The more and more I read about modern garbage collection design the more and mor...

ajross · on June 1, 2012

I don't see the technical reasoning there, but I agree that there's a thematic parallel: they're both reasonably straightforward ideas with very clean user-facing stories. They can both be implemented very simply (literally as part of an undergraduate course -- I remember writing both).

And they both have undesirable performance problems in certain regimes, the solution to which has been the unending quest of generations of incredibly smart programmers and academics. They have led to staggering complexity, weird bugs, huge near-unmaintainable codebases, and uncounted PhD theses. Whole careers have been aimed at this stuff.

And frankly it's been, from many perspectives, mostly a waste. ZFS/btrfs are, for 95% of problems, indistinguishable from FFS/ext2 implementations that are a tiny fraction of their size. Modern Java and .NET VMs still have latency issues under GC pressure that were equally visible in Emacs Lisp a quarter century ago.

Applications which have hard requirements that fly in the face of these systems don't use them. Serious storage servers don't use the filesystem except vestigially (i.e. they do manual sync on very large files, or they use a block device directly). Serious realtime apps don't do GC and manage memory themselves. And that's not going to change no matter how many PhD's we throw at the problem.

cokernel_hacker · on June 1, 2012

I am afraid that is not even close to accurate. If you define "95% of problems" to be "reading and writing data such that data is read and written" sure, great.

However, there are two little, minor things that file systems care about: performance and safety. FFS/ext2 have neither of things.

Neither ext2 nor FFS contain a journal nor do the copy-on-write metadata. Heck, if you "upgrade" to ext3, you get the journal but nothing that protects you from bit-rot.

If you look at most drives on the market, you will see devices capable of corrupting data for certain after three years. Your journal'd filesystem does jack in this case, all it can do is ensure proper ordering of writes to metadata, no guarantees that the data will be any good once written.

How about performance? Well, if you look at FFS/ext2 they are essentially terrible. Block-at-a-time allocators with no extent configuration. Good luck getting the most out of your storage media when you have your block tree data-structure. Granted, ZFS suffers from the same issue but btrfs's extent tree configuration certainly does not. IIRC, the state of the art ext[23] implementations use read ahead to ameliorate the problem but does not fundamentally cure it. If you look at ext4, they have adopted extent trees via their Htree structure.

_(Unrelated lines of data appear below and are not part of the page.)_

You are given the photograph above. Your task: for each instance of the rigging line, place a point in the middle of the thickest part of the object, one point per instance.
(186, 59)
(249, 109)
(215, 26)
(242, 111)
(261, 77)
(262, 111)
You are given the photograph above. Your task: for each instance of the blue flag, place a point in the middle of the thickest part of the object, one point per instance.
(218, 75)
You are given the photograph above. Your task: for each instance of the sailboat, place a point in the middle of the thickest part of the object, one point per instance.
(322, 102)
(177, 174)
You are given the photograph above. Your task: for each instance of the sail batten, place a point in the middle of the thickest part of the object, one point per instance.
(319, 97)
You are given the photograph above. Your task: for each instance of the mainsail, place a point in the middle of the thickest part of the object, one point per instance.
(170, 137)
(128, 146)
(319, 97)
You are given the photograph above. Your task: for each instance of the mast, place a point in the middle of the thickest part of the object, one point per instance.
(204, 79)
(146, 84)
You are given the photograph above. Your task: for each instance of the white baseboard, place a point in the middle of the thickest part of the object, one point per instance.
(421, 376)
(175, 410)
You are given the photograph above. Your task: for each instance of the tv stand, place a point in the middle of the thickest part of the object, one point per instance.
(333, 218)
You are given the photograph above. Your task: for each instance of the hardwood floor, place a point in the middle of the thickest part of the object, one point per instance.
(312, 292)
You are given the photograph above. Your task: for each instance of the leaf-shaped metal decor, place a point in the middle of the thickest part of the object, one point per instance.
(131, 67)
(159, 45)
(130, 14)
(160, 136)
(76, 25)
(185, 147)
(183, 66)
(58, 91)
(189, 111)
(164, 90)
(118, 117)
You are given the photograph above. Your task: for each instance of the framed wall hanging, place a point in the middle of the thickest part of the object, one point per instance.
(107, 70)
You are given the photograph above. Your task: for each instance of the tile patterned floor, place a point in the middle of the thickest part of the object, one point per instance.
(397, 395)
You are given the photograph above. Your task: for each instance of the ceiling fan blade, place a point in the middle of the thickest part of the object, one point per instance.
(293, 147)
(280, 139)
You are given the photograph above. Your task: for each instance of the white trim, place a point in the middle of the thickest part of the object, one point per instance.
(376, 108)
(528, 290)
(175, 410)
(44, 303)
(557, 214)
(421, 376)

A filesystem like zfs/btrfs is pretty imune to bitrot, they can easily mirror their metadata and avoid overwriting their metadata like FFS/ext[234] making torn writes non-issues. They avoid the many pathologies that your "simpler" filesystem and trades the complexity for not needing a fsck mechanism in the face of data-corruption, one should only be needed in the face of implementation bugs (you should note that ZFS has no fsck, btrfs just recently obtained one).

Oh, and if any of you think soft updates work, they don't. While it would be great if they really did work but in a world where drives actively reorder writes and do not respect SCSI/SATA/misc transport commands to flush their internal caches, then you do not get safety. This set of drives is considerably huge.

tl;dr You are oversimplifying the complex.

ajross · on June 1, 2012

Clearly I hit a nerve.

>If you define "95% of problems" to be "reading and writing data such that data is read and written"

Pretty much. You have a competing definition? With the added point that "95% of problems" are mostly I/O bound reads of unfragmented write-once files and won't see benefit from extent allocation. And of the remaining 5% most of them are database systems which are doing their own journaling and block allocation.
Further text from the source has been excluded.